Love this post today, Jeri. I’ve been feeling a little stuck due to personal stuff and I’m looking at my desk right now and seeing the same papers and books strewn about for the last week. It’s time to clean up and start with a clean slate. Great suggestions for inspiration here. I especially like the idea of perusing photos to use as a prompt. I haven’t done that which is weird because I find photos to match my blog topic, so it’s kind of the same.
I also love hearing snippets of people’s conversations while out places. Some of them are hilarious while others are dramatic and often there is a spark there for a fictional plot or character.
How generous of you to provide a give away once a month for subscribers! that’s so awesome!!
Thanks! I hope the drawing works out well to bring in more readers. Overheard conversation snippets are awesome. A while back, I was a at a bagel shop and sat near a table of maybe si oldtimers who were talking about the good old days. So many potential stories in those overheard threads…
I really enjoyed this blog. I especially liked your description: “…a raconteur of personal upheaval and wanderlust.” Always delighted to learn a new word and hear a new turn of phrase.
Niki, I’m glad I could bring a new word and new turn of phrase. It’s taken me years to be able to formulate a description of myself as a writer that feels accurate and that I can be fairly happy with.
I once wrote an entire play based on a 60 second conversation I overheard in high school. I asked myself as I started to write what those people would be like once they hit their 10 year high school graduation. Would they have matured? Would they still care about the same things as high school? I was only a few years out of high school at the time so imagining the scenario was interesting.
I love all these exercises. I’m sure a couple of big life events like you just had would shake up the inspiration. But it’s great to have ways to go out and seek inspiration when it isn’t there naturally.
Erica, thanks for sharing about the play you wrote. It would be interesting too to go back and write a play with the same slant again, but only now your perspective would be different.
Great suggestions! I’ve written short stories from images. Music, a walk outside, and even television gives me some creative prompts.
Denise, you’ve done some really great song prompts on your blog 🙂
Great ideas here. I’m glad you forged on here and I’m excited about your subscriber contest too!
Christy, I think the subscriber contest is a good idea. I just need to buckle down and work out a solid marketing plan for it.
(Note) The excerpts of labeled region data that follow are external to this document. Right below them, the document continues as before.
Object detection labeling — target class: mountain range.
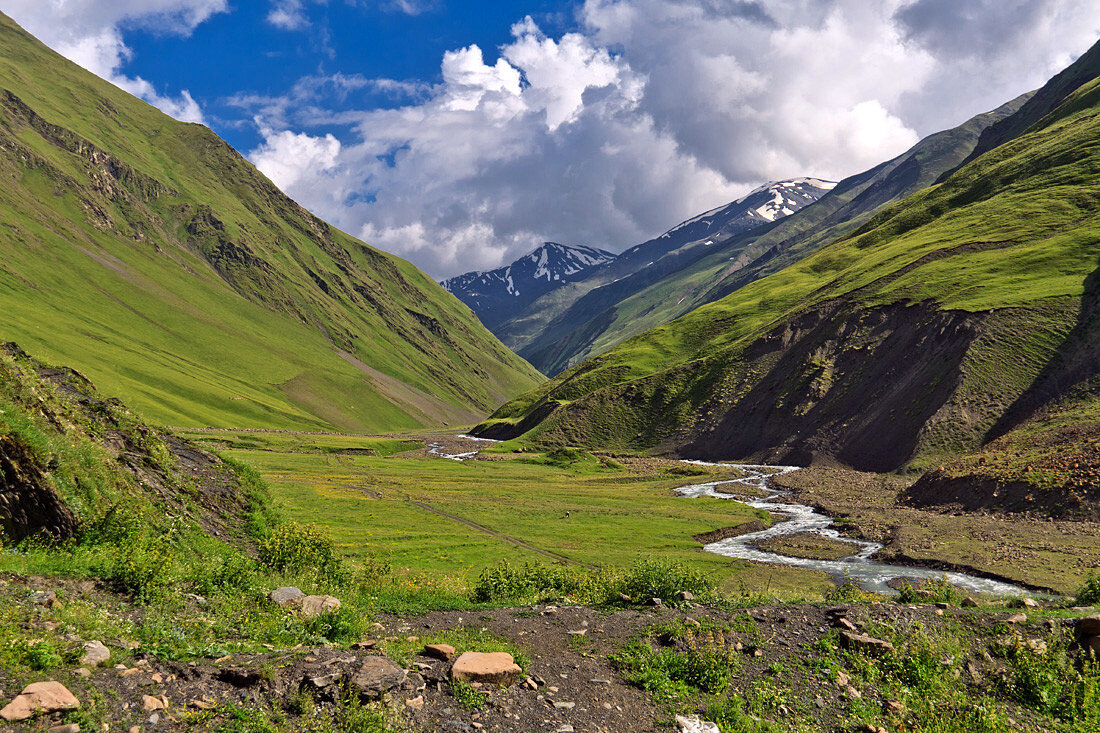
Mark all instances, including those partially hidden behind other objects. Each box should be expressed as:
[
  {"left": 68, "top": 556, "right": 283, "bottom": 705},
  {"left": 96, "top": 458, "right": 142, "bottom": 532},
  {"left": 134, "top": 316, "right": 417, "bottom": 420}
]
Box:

Such a good collection of ideas for seeking inspiration, Jeri. I usually have too many ideas and need inspiration to figure out what to do with them.
RoseMary, every now and again there is an idea or two that really sticks and those are the ones we decide to fly with.
I too struggle with self-editing as I write. I’ll have to try loop writing.
Donna, self-editing can be the worst, but I’ve learned to make as much peace with it as I can.
I’m reading this while riding an Amtrak across country so your point about traveling really resonates with me at this moment. I love watching the people and hearing snatches of their conversation. So many good stories!
Happy travels! I’ve always wanted to take a long train trip.
Great sources of inspiration! I know one story I had spawned from a line that popped into my head. I then spent the next week trying to figure out how to make it into something bigger.
Loni, isn’t amazing how one line can end up being so fruitful?
You are an amazing teacher in so many ways.
I feel as if I’m writing all day long. I mean, I have the
book inside my head, but it’s all mixed up!
BTW, have you read Big Magic yet? WOWie!! xx
Kim, that’s means a lot that you note I am a good teacher. It’s high-time I start applying all this knowledge to getting my own writing done, eh? I’ve not read Big Magic, but it’s on my audible list. I really enjoy Elizabeth Gilbert.